CALGARY, ALBERTA–(EMWNews – July 16, 2008) –

NOT FOR DISSEMINATION IN THE UNITED STATES OF AMERICA

540 Capital Corp. (“540” or the “Corporation”) (TSX VENTURE:FA.P) today announced that it is amending the terms of the financing that is referred to in the Corporation’s filing statement which was filed on SEDAR on June 5, 2008 (the “Filing Statement”) and which is to be completed contemporaneously with the Corporation’s proposed qualifying transaction (the “Qualifying Transaction”) with Golden Dory Resources Limited (“Golden Dory”).

The original terms of the financing referred to in the Filing Statement provided for the Corporation to raise gross proceeds of $2,350,000 through the sale of: (i) 3,000,000 units at a price of $0.45 per unit, with each unit consisting of one common share and one share purchase warrant exercisable to acquire a further common share at $0.60 for 18 months; and (ii) 2,000,000 flow-through units at a price of $0.50 per flow-through unit, each flow-through unit being comprised of one flow-through share and one half of a share purchase warrant, each full warrant being exercisable to acquire a common share at $0.60 for 18 months.
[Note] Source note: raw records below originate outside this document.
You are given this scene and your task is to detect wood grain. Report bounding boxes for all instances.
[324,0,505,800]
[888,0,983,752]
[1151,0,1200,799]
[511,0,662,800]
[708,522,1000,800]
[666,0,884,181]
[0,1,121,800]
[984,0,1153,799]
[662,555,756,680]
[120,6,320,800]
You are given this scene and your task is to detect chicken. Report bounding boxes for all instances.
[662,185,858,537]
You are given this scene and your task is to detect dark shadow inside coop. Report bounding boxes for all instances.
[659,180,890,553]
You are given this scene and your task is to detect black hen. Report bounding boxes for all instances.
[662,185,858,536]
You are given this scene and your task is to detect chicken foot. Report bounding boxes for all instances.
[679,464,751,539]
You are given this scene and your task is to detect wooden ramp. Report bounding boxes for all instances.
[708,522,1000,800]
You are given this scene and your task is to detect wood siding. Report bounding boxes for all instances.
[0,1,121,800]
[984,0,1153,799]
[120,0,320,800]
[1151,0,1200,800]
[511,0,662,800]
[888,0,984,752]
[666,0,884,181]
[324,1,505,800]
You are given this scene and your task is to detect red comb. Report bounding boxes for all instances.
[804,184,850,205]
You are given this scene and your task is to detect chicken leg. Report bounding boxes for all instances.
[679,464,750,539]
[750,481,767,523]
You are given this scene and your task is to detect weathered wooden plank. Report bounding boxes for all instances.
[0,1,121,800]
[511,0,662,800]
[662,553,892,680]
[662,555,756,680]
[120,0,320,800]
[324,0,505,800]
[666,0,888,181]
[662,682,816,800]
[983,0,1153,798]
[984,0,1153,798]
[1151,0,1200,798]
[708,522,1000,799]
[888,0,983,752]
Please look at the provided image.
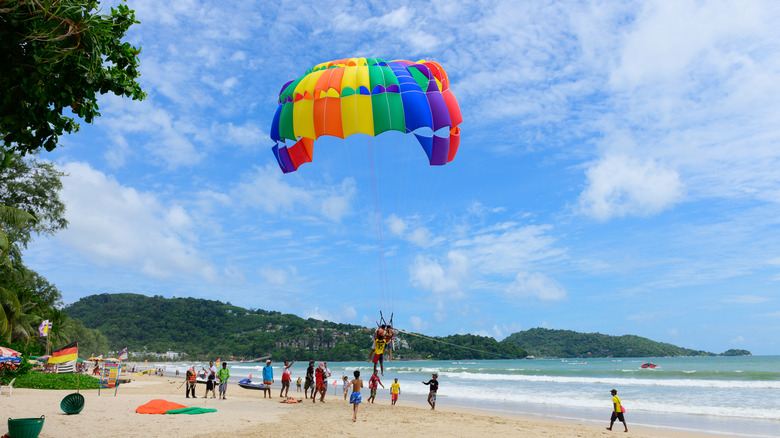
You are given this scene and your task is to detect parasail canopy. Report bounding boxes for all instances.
[271,58,463,173]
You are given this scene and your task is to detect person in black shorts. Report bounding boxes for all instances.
[607,389,628,432]
[423,373,439,410]
[303,360,314,398]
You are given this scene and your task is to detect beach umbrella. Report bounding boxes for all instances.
[0,356,22,371]
[0,355,22,363]
[0,347,22,356]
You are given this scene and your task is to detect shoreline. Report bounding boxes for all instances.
[0,376,715,438]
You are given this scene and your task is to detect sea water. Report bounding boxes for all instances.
[158,356,780,437]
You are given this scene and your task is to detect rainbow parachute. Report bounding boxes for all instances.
[271,58,463,173]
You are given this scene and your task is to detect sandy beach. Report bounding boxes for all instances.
[0,376,710,438]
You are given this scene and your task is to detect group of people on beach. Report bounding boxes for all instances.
[184,360,230,400]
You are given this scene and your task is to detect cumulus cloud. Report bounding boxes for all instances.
[723,295,772,304]
[59,162,216,281]
[409,315,431,332]
[579,155,683,220]
[506,272,566,301]
[260,266,297,286]
[410,251,469,297]
[303,306,357,322]
[232,164,356,222]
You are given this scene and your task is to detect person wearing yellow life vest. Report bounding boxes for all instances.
[607,389,628,432]
[185,365,197,398]
[372,328,387,376]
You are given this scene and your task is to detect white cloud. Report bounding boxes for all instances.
[506,272,566,301]
[453,222,566,275]
[723,295,772,304]
[59,162,216,281]
[303,306,358,325]
[222,122,268,146]
[387,214,408,237]
[410,251,469,297]
[260,266,297,286]
[232,164,356,222]
[579,155,682,220]
[409,315,431,333]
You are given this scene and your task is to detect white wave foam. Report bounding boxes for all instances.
[440,371,780,389]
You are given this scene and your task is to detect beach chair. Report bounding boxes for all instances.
[0,377,16,397]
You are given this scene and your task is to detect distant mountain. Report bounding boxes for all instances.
[64,293,525,361]
[502,328,715,357]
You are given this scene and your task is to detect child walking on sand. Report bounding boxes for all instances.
[349,370,363,422]
[390,379,401,406]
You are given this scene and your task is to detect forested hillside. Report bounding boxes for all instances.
[65,294,525,361]
[503,328,714,357]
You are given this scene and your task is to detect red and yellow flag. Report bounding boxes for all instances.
[49,342,79,363]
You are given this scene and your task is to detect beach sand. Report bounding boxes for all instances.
[0,376,712,438]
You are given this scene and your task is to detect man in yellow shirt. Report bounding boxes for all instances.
[390,379,401,406]
[607,389,628,432]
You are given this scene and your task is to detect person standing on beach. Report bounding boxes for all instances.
[390,378,401,406]
[423,373,439,410]
[368,370,385,403]
[311,362,330,403]
[303,360,316,398]
[279,361,295,397]
[263,359,274,398]
[349,370,363,422]
[217,362,230,400]
[607,389,628,432]
[186,365,198,398]
[203,360,217,398]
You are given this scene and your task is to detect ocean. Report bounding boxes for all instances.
[159,356,780,437]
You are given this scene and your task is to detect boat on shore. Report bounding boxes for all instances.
[238,379,265,389]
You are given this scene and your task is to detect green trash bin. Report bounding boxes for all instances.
[8,415,44,438]
[60,392,84,415]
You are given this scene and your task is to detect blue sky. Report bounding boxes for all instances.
[25,0,780,354]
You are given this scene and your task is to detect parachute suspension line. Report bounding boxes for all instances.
[425,166,444,224]
[394,327,522,359]
[368,137,387,312]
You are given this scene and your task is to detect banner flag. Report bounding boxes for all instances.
[38,319,51,338]
[57,360,76,374]
[49,342,79,363]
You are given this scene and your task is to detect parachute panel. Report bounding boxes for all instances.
[271,58,463,173]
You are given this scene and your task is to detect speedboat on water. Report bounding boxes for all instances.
[238,379,265,389]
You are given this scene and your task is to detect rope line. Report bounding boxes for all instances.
[393,327,522,359]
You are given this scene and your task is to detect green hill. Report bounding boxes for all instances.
[64,293,525,361]
[502,328,714,357]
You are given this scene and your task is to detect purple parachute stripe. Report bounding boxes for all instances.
[430,135,450,166]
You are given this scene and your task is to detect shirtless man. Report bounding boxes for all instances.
[349,370,363,422]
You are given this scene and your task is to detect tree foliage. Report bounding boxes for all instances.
[0,0,145,155]
[503,328,713,357]
[65,294,525,361]
[0,152,68,262]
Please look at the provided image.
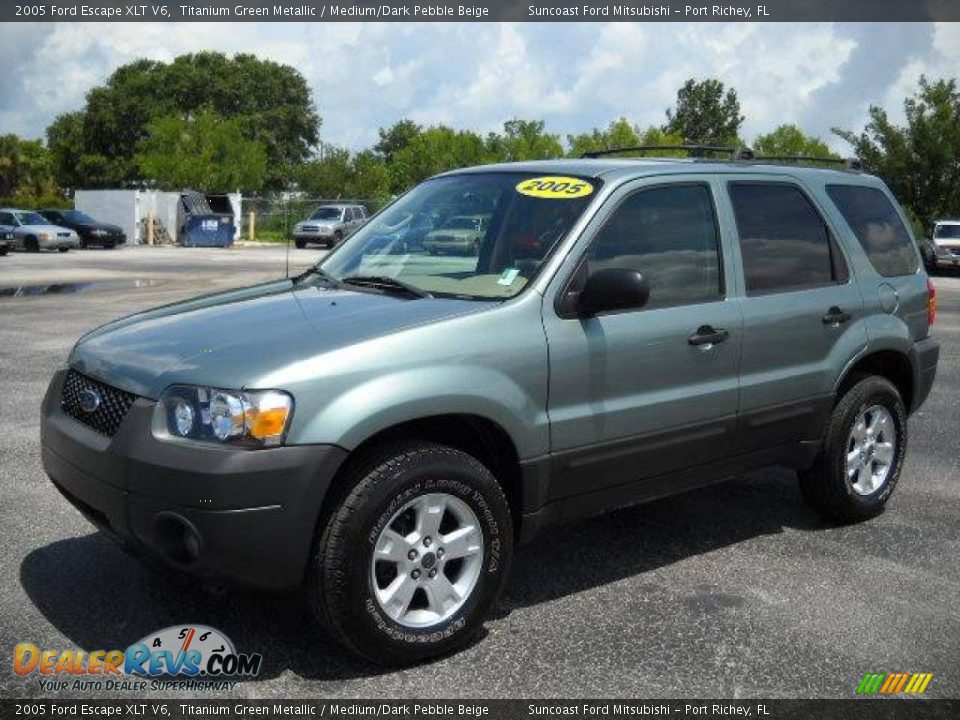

The amended terms of the financing provide for the Corporation to raise gross proceeds of $2,350,000 through the sale of (i) 5,400,000 units at a price of $0.25 per unit, each unit consisting of one common share and one share purchase warrant exercisable to acquire a further common share at $0.35 for 18 months; and (ii) 3,333,334 flow-through units, each unit consisting of one common share and one share purchase warrant exercisable to acquire a further common share at $0.40 for 18 months.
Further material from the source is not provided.